Dois deles foram flagrados por atear fogo em uma área de mata na marginal da BR-020, próximo ao Ribeirão Sobradinho. De acordo com a Polícia Militar do DF (PMDF), a área incendiada estava sendo preparada para uma possível invasão. Com os suspeitos, os policiais encontraram dois facões, um isqueiro, um celular e um veículo. Os dois foram levados para a Delegacia de Combate à Ocupação Irregular do Solo e aos Crimes contra a Ordem Urbanística e o Meio Ambiente (Dema).
Mais tarde, por volta das 20h, um homem foi preso, em Planaltina, acusado de atear fogo em vegetação. A ação também foi executada pela PMDF. De acordo com a corporação, as equipes estavam realizando patrulhamento, quando visualizaram um homem colocando fogo na vegetação próximo ao cemitério.
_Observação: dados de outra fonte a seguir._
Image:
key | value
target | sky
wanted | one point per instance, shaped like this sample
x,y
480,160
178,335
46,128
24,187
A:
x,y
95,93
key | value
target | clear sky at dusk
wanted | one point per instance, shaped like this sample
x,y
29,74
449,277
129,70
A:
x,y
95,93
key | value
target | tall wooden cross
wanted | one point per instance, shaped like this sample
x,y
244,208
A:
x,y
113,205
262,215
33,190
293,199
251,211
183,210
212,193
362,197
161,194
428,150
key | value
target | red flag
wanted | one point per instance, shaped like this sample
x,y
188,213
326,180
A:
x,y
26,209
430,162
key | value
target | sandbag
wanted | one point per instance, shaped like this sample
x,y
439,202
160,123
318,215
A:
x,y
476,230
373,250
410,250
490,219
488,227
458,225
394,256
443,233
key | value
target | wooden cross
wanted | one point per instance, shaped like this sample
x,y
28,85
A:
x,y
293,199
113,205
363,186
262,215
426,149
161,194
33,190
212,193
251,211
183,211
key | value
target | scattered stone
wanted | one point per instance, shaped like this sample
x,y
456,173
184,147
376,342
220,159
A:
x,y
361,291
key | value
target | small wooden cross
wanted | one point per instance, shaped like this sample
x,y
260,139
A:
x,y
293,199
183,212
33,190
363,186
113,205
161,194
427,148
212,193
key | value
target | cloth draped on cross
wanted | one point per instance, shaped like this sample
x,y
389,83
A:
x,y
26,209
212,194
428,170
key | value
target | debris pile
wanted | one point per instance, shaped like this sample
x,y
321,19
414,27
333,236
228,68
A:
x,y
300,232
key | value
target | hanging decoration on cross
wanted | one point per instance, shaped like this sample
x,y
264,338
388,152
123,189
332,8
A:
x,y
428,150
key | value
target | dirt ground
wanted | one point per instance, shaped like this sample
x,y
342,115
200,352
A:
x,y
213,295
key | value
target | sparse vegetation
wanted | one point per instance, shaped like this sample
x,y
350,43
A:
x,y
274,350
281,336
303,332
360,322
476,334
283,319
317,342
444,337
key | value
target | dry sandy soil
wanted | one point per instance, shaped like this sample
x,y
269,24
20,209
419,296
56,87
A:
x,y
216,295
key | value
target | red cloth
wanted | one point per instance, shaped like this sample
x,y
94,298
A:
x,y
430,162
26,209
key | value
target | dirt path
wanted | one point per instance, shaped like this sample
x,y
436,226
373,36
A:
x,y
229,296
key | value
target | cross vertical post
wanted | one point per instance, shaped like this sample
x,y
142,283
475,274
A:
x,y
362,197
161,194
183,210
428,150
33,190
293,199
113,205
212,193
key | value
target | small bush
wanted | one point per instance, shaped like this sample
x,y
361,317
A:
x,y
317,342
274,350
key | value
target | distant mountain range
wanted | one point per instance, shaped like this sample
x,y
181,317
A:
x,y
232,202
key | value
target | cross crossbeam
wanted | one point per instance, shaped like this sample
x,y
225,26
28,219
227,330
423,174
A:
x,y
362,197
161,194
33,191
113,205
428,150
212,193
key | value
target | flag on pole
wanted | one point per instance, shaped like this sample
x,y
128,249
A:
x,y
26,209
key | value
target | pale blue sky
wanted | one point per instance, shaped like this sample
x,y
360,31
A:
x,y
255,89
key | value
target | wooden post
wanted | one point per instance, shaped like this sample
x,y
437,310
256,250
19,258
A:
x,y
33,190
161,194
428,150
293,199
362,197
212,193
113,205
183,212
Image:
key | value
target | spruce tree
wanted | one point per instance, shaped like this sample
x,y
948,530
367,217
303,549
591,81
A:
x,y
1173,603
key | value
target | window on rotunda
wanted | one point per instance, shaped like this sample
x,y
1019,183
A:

Ele portava um isqueiro. O suspeito também foi encaminhado à Dema.
Ontem, durante a Operação Curupira, da Polícia Civil do Distrito Federal (PCDF), outros dois homens foram presos em flagrante enquanto ateavam fogo em uma área de vegetação no Núcleo Rural Nova Vitória, em São Sebastião. A polícia conseguiu deter a ação da dupla antes que fogo se espalhasse ainda mais. O Corpo de Bombeiros do Distrito Federal (CBMDF) foi acionado e conseguiu conter o fogo.
Prisão convertida
Um dos investigados por atear fogo no Cerrado, Jefferson Wender Alves dos Santos, 19 anos, preso, na terça-feira, por, supostamente, ter sido o responsável por provocar chamas, usando gasolina, no Parque Burle Marx, entre o Noroeste e a Asa Norte, teve a prisão em flagrante convertida para preventiva nesta quarta.
Ao justificar a manutenção da prisão, o juiz contou que, com o autuado, foi apreendida garrafa com produto inflamável utilizado no delito. “Crimes assim colocam em risco a vida, a integridade física e o patrimônio de toda uma comunidade, principalmente no caso dos autos, em que o incêndio foi ocasionado em local movimentado nesta capital e com diversos prédios e pessoas próximas, inclusive, uma escola”, manifestou. Assim, para o magistrado, o modo de agir do custodiado demonstra especial periculosidade e ousadia ímpar, o que torna necessária a prisão para garantia da ordem pública.
A pena para os condenados por provocar incêndio em mata ou floresta, crime ambiental definido no artigo 41 da Lei de Crimes Ambientais, pode variar entre dois e quatro anos de prisão. Causar queimadas que ameacem a vida, a integridade física ou o patrimônio de terceiros leva os infratores a condenações de três a seis anos de reclusão (artigo 250 do Código Penal). Se o fogo atingir lavoura, pastagem, mata ou floresta, a pena tem o tempo de detenção aumentado em um terço.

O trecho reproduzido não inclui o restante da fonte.